Closed Systems Creating Data Lock, Barriers to Health Information Exchange

At last week’s Federal Trade Commission workshop on healthcare competition held in Washington, industry stakeholders warned that the proliferation of closed data networks are trapping providers and patients into proprietary networks that are barriers to interoperability and competition. Specifically, they charged that some health systems block patient information sharing in ways that have antitrust implications.


At last week's Federal Trade Commission workshop on healthcare competition held in Washington, industry stakeholders warned that the proliferation of closed data networks are trapping providers and patients into proprietary networks that are barriers to interoperability and competition. Specifically, they charged that some health systems block patient information sharing in ways that have antitrust implications.

"When the government comes with a check and subsidizes the purchase of a system that deliberately does not interoperate, does not communicate with other vendors, the government is effectively perpetuating and supporting that phenomenon," said Dan Haley, athenahealth's vice president of government and regulatory affairs. "When the government comes and says we will issue blanket antitrust scrutiny waivers for entities that create ACOs and we will put on the blinders as those entities purchase and implement closed system technologies in an effort to make their networks 'sticky' and consolidate market share, government is perpetuating this problem."

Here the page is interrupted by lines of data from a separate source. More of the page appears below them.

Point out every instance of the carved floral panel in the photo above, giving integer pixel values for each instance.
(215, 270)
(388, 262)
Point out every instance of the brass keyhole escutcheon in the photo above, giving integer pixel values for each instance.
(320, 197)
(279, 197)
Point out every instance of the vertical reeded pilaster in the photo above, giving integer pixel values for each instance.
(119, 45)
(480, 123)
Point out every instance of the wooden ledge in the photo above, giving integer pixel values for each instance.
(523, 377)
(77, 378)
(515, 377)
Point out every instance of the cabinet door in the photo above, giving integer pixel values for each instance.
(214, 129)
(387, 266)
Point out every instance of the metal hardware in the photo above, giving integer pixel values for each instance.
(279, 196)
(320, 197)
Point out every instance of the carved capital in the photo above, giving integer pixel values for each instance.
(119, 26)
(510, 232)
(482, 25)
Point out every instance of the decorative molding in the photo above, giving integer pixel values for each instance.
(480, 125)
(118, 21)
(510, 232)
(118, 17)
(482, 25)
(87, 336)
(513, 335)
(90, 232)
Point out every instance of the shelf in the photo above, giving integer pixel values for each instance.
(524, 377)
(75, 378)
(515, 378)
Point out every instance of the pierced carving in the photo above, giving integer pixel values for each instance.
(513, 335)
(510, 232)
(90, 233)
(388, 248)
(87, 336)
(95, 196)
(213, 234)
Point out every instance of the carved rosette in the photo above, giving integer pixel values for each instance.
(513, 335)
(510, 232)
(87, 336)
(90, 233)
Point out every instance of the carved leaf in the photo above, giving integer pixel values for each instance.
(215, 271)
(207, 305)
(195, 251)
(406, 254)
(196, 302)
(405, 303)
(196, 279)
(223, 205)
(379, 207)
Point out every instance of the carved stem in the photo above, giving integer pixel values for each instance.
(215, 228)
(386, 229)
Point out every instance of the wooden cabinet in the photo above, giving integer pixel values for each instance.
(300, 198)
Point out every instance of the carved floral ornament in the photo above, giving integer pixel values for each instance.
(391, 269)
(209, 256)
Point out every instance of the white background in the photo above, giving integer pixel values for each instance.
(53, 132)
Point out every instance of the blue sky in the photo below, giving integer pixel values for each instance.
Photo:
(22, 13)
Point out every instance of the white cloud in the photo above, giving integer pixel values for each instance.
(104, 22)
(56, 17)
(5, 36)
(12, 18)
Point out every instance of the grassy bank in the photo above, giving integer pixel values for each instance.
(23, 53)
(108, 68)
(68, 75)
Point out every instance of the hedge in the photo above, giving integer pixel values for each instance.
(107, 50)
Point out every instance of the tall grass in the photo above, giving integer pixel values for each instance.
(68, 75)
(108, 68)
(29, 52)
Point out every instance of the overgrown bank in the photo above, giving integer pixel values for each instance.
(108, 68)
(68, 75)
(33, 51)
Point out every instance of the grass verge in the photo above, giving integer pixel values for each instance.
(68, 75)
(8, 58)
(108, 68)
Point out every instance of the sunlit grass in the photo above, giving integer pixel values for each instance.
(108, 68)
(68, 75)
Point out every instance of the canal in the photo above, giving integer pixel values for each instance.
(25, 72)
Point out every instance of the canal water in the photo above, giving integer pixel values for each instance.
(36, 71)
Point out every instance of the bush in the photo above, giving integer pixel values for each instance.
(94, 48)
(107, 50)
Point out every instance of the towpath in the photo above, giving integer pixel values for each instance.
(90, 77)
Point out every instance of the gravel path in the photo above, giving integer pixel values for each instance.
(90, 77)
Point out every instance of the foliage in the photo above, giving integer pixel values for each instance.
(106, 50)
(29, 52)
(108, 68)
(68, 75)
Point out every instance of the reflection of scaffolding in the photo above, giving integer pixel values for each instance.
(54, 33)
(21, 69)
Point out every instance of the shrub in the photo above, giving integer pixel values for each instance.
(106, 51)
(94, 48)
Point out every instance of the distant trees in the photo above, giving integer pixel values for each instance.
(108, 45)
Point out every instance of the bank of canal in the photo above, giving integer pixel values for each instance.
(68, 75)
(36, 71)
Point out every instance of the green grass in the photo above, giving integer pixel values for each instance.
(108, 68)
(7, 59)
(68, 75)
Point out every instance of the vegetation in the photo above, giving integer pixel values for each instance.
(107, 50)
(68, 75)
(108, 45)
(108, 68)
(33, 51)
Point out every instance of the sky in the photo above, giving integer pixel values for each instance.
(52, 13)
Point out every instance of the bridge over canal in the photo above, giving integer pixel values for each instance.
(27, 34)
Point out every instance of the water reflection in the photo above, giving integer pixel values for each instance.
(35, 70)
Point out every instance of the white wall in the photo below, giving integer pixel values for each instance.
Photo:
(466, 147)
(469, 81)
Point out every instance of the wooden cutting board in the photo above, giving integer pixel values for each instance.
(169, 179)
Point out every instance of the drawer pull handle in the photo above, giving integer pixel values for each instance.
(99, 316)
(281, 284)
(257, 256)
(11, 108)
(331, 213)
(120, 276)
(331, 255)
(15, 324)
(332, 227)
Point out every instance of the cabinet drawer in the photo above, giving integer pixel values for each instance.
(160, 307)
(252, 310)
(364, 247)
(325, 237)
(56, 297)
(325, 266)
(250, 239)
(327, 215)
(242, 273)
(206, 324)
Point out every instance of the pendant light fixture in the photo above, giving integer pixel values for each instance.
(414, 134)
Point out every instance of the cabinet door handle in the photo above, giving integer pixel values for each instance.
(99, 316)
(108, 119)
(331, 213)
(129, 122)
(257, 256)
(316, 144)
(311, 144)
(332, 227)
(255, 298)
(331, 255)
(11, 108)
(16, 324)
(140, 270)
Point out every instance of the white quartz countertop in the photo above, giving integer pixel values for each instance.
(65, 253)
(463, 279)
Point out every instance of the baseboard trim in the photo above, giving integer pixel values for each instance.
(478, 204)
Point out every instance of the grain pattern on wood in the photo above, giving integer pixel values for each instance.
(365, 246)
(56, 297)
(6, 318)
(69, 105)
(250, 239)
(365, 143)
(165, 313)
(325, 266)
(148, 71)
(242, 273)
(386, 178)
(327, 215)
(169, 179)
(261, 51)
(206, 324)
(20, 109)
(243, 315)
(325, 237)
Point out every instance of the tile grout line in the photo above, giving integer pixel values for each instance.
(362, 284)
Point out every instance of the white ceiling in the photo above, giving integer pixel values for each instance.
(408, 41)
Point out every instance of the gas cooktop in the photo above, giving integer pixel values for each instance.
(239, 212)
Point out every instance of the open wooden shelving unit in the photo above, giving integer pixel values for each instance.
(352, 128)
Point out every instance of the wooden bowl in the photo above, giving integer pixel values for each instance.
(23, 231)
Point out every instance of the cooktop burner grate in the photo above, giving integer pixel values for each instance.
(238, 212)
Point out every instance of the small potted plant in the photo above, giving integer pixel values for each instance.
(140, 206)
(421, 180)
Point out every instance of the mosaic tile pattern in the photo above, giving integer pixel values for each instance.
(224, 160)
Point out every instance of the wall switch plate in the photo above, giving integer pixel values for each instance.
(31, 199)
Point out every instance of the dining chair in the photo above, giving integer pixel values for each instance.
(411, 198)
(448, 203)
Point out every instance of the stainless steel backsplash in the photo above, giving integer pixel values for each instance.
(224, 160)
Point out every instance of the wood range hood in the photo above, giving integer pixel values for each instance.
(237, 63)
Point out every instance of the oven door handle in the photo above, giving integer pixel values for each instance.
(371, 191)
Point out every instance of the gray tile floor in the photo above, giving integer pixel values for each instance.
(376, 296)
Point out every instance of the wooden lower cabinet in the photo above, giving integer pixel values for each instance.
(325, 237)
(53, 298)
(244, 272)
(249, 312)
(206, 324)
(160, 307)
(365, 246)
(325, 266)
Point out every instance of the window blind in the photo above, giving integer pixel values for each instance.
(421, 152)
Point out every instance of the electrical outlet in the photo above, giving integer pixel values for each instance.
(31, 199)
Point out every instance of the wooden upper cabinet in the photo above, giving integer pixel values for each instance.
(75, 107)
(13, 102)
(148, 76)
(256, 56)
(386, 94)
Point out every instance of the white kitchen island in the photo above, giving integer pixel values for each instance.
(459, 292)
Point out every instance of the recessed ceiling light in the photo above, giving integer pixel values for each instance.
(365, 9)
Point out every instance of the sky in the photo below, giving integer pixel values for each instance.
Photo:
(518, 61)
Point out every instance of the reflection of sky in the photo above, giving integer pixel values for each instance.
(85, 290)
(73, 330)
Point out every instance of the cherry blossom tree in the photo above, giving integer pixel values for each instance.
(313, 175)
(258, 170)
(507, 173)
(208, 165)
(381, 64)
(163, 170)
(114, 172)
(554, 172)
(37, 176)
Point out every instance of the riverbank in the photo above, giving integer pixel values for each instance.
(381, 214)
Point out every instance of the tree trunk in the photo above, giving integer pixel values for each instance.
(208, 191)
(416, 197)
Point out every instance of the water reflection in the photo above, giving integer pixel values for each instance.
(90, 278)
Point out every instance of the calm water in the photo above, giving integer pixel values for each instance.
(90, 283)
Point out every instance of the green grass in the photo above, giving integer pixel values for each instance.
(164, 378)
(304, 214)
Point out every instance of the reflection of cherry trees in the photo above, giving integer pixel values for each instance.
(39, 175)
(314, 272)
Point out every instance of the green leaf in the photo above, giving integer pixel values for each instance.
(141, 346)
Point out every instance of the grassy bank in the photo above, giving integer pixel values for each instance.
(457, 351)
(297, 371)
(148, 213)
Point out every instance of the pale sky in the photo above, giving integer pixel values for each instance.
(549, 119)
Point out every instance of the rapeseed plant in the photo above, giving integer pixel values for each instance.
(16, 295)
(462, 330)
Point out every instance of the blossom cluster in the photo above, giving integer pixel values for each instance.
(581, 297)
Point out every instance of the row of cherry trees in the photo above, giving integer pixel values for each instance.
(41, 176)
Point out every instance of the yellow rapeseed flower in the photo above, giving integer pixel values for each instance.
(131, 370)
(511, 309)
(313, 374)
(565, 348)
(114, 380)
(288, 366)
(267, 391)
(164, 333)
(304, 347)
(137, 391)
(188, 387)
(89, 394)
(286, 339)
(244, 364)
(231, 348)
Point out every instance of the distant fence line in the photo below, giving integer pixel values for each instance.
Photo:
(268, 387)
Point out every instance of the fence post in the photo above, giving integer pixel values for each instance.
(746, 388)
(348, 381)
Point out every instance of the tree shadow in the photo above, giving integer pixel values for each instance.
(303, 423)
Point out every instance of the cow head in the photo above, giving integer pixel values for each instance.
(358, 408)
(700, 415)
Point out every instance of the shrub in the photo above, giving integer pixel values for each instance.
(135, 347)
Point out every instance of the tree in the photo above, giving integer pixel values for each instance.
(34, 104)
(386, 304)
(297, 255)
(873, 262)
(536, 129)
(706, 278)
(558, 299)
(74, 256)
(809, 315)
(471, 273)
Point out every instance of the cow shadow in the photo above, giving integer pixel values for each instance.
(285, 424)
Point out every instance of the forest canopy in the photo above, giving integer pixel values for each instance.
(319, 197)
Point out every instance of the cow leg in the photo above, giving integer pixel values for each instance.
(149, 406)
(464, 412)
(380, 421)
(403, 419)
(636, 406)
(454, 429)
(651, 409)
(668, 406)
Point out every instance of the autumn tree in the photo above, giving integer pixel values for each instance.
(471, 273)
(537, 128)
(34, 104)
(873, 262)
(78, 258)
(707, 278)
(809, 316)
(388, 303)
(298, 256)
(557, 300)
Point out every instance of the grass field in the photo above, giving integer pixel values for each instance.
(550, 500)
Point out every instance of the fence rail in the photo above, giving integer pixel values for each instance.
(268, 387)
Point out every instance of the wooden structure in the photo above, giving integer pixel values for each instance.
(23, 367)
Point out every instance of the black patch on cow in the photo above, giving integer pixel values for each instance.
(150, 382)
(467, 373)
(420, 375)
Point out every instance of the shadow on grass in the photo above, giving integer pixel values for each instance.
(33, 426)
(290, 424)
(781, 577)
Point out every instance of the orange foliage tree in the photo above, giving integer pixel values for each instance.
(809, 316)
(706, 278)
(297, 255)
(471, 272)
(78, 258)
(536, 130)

The purpose of the two-day FTC workshop was to study market activities and trends that affect competition in the evolving healthcare industry. Jodi Daniel, director of the Office of Policy and Planning in the Office of the National Coordinator for Health Information Technology, said that from ONC's perspective the goals of market competition and health IT are mutually reinforcing. Interoperable health IT infrastructure can enhance competition by allowing data to flow more freely in the healthcare market, said Daniel. "It can help competition in the healthcare market," which is central to ONC's health IT goals.

She said that ONC is focused on the challenge of ensuring that "information follows the patient" by emphasizing interoperability and exchange of health information. "We're both looking at how we can promote innovation and competition to support the exchange of electronic health information, so things like standards and certification, making sure there's trust and confidence through privacy, security and safety, as well as things like exploring how open standards and architectures can lower entrance and looking for governance in health information exchange.”

Daniel told the audience that ONC is also looking into "some market failures that may inhibit the free flow of electronic health information" such as pricing structures. "We've heard some folks, some stakeholders giving us some feedback about some pricing for health information exchange that may be limiting the free flow of information," she said, adding that ONC is also interested in "any kind of practices that may lead to lock-in of information or siloing of that information, as well as transparency with respect to the products, the usability of the products, the services, etc."  

However, athenahealth's Haley argued that there are many legacy software vendors whose business models are deliberately built around creating closed systems. "If the overriding policy goal is health information exchange and information fluidity nationally, then the government shouldn't be subsidizing those systems," he said. "And, if the goal is sharing information across networks and between networks, then the government shouldn't be turning a blind eye for years to deliberate data lock and market consolidation that comes from it."